Data Parallelism

Every trick so far — mixed precision, accumulation, checkpointing — squeezed a bigger job onto one GPU. To go genuinely faster you need many. Data parallelism is the first and simplest way to use a whole cluster: put a full copy of the model on every GPU and have each one chew through a different slice of the batch.

The one subtlety is keeping the copies identical. If each replica just stepped on its own slice's gradient, the copies would drift apart into N different models. The fix is a single collective operation — an all-reduce — that averages the gradients across all GPUs before anyone takes a step, so every replica applies the same update and stays in lockstep.

Deriving the all-reduce step

Run on N GPUs. The global batch \mathcal{B} of size B is split into N disjoint shards \mathcal{B}_1, \dots, \mathcal{B}_N, one per GPU, each of size B/N. We show that averaging the per-GPU gradients reproduces the full-batch gradient — so all replicas can step together.

Step 1 — replicate the model. Every GPU j starts the step with the same parameters \theta. (This is the invariant we must preserve.)

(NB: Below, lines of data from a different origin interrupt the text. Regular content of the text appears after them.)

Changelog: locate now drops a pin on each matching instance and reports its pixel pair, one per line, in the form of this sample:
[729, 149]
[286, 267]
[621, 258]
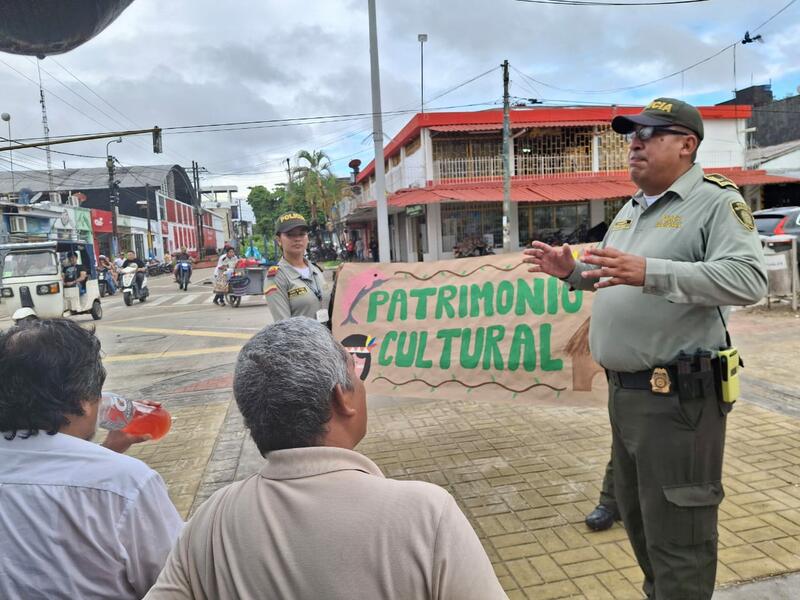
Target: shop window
[553, 223]
[471, 219]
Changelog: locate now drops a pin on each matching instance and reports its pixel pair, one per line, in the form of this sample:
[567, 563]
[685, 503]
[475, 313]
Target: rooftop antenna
[45, 126]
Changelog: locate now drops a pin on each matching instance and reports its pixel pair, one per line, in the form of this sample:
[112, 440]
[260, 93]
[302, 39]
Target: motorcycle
[130, 288]
[183, 274]
[102, 283]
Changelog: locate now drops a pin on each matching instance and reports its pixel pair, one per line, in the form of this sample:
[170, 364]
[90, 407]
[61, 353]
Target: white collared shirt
[80, 521]
[325, 523]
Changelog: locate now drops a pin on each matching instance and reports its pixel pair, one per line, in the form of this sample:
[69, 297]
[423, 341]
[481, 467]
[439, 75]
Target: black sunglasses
[646, 133]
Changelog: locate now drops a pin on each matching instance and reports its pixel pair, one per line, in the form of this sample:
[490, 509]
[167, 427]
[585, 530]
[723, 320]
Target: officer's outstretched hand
[619, 267]
[553, 260]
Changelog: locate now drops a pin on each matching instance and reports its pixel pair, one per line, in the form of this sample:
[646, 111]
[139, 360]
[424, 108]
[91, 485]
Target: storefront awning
[515, 125]
[601, 186]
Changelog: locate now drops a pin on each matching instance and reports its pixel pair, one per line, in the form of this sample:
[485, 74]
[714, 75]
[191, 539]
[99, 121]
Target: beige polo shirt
[324, 523]
[702, 251]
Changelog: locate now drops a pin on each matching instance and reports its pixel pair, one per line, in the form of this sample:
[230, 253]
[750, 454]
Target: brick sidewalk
[526, 475]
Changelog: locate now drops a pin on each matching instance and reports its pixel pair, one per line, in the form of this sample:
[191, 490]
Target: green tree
[316, 183]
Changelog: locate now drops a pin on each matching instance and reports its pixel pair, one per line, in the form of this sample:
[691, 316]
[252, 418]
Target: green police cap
[289, 221]
[659, 113]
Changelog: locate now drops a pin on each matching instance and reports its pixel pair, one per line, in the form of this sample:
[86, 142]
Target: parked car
[778, 221]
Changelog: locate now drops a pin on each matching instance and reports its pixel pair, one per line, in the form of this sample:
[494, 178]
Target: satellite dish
[47, 27]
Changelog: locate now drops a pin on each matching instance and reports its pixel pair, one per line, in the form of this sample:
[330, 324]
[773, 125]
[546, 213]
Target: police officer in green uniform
[682, 248]
[296, 287]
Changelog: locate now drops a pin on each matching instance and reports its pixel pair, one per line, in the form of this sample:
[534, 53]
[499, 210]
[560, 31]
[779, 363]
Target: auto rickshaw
[31, 278]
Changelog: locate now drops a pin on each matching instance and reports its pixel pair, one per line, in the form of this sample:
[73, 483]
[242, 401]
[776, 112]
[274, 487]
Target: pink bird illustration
[358, 287]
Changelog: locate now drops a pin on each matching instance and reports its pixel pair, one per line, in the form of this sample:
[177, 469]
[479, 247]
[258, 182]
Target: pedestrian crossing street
[179, 299]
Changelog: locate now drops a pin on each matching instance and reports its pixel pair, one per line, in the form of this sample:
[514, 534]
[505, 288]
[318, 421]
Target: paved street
[525, 475]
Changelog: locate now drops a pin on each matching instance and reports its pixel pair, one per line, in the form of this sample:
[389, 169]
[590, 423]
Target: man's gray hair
[283, 383]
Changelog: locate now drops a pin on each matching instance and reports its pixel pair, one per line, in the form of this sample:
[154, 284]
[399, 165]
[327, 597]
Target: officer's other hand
[553, 260]
[620, 268]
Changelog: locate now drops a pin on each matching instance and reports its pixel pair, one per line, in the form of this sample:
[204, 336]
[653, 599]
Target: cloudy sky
[195, 62]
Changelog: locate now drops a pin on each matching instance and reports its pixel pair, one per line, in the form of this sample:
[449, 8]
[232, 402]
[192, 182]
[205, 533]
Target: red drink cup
[149, 419]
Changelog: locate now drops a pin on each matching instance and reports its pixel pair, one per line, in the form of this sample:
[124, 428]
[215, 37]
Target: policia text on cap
[681, 248]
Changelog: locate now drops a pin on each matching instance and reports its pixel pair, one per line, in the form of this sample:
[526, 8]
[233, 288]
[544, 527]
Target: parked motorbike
[130, 288]
[183, 274]
[472, 246]
[102, 283]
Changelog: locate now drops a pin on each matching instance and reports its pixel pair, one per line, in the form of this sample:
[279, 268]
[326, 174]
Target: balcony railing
[488, 168]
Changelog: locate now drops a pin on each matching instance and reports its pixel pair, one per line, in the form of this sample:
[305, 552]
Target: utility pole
[198, 209]
[506, 164]
[113, 205]
[422, 38]
[45, 127]
[377, 134]
[149, 231]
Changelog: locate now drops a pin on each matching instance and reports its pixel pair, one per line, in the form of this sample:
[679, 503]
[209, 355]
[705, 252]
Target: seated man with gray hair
[320, 520]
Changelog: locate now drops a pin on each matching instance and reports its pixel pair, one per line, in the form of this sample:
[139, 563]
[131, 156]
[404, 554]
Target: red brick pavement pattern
[217, 383]
[527, 475]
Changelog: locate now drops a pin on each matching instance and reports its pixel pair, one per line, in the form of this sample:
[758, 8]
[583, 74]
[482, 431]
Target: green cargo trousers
[667, 465]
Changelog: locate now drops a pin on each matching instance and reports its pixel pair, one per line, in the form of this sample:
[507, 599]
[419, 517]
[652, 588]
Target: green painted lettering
[463, 301]
[376, 299]
[422, 296]
[480, 293]
[405, 354]
[421, 362]
[530, 297]
[523, 345]
[399, 301]
[552, 295]
[491, 353]
[469, 359]
[443, 302]
[548, 363]
[383, 359]
[447, 336]
[505, 297]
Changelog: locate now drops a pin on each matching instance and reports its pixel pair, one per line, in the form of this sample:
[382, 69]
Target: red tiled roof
[558, 189]
[515, 125]
[534, 117]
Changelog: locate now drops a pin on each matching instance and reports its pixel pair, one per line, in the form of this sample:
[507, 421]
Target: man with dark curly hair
[78, 520]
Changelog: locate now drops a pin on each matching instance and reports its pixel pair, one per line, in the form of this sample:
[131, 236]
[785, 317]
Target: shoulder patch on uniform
[743, 214]
[720, 180]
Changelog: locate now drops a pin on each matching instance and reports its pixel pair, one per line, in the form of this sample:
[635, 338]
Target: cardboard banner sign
[480, 326]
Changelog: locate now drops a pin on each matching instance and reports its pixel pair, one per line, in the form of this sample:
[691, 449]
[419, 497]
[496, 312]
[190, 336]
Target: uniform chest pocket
[297, 293]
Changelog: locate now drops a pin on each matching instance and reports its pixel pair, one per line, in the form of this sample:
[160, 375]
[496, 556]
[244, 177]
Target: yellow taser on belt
[729, 374]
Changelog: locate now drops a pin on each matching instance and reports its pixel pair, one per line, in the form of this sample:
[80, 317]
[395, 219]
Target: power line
[599, 3]
[106, 102]
[659, 79]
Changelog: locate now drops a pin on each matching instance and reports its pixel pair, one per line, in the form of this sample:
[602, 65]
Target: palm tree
[315, 176]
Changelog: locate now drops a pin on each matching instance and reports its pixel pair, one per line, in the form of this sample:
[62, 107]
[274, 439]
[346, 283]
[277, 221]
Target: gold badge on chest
[660, 382]
[670, 222]
[621, 224]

Step 2 — each GPU computes a local gradient. GPU j does a forward/backward on its shard alone, getting the average gradient over its B/N examples:

g_j = \frac{N}{B} \sum_{i \in \mathcal{B}_j} \nabla L_i(\theta).

Step 3 — average across GPUs (the all-reduce). The all-reduce collective sums a value held on every GPU and hands the same total back to all of them. Average the N local gradients:

\bar g = \frac{1}{N} \sum_{j=1}^{N} g_j.

Step 4 — it equals the full-batch gradient. Substitute Step 2 and recombine the shards into the whole batch — the N cancels and the shards reunite:

\bar g = \frac{1}{N} \sum_{j=1}^{N} \frac{N}{B} \sum_{i \in \mathcal{B}_j} \nabla L_i = \frac{1}{B} \sum_{i \in \mathcal{B}} \nabla L_i = g_{\mathcal{B}}.

Step 5 — every replica applies the same update. Because each GPU now holds the identical averaged gradient \bar g, they all take the identical step — so they remain bit-for-bit copies, ready for the next batch:

\theta \leftarrow \theta - \eta\, \bar g \qquad \text{(same on every GPU)}.

Each GPU did only 1/N of the work, so with N of them a step takes roughly 1/N the time: throughput scales ~linearly in N — as long as the all-reduce communication does not become the bottleneck.

Across N GPUs, with global batch B:

Linear scaling has a catch: the all-reduce must move the entire gradient — one number per parameter, so gigabytes for a large model — across the network every step. If the GPUs compute faster than the interconnect can shuffle gradients, they sit idle waiting for the all-reduce, and adding more GPUs stops helping. This is the communication wall of data parallelism.

Hardware and algorithms fight back. Ring all-reduce arranges the GPUs in a ring and passes partial sums around it, so each GPU only ever talks to its two neighbours and the total bytes moved are independent of N — bandwidth-optimal. Fast interconnects (NVLink, InfiniBand) and overlapping communication with the backward pass (all-reducing early layers' gradients while later layers are still computing) hide most of the cost. When even an optimal all-reduce is too slow — or the model itself no longer fits on one GPU — you reach for model/tensor and pipeline parallelism, where the model, not just the batch, is split across devices.

Replicas in a ring

Each node is a GPU holding a full model replica on its own batch shard B/N; the arrows around the ring are the all-reduce that averages every replica's gradient and hands the same \bar g back to all of them. Drag N to add GPUs: the ring grows, each shard B/N shrinks, and (communication permitting) the step gets faster.

From recipe to cluster

You have now followed the modern training recipe from a single step to a humming cluster: AdamW with a scheduled rate, gradient clipping for stability, 16-bit math for speed, accumulation and checkpointing to fit the batch, and data parallelism to spread it across GPUs. This is, in its essentials, how every large language model you use was trained.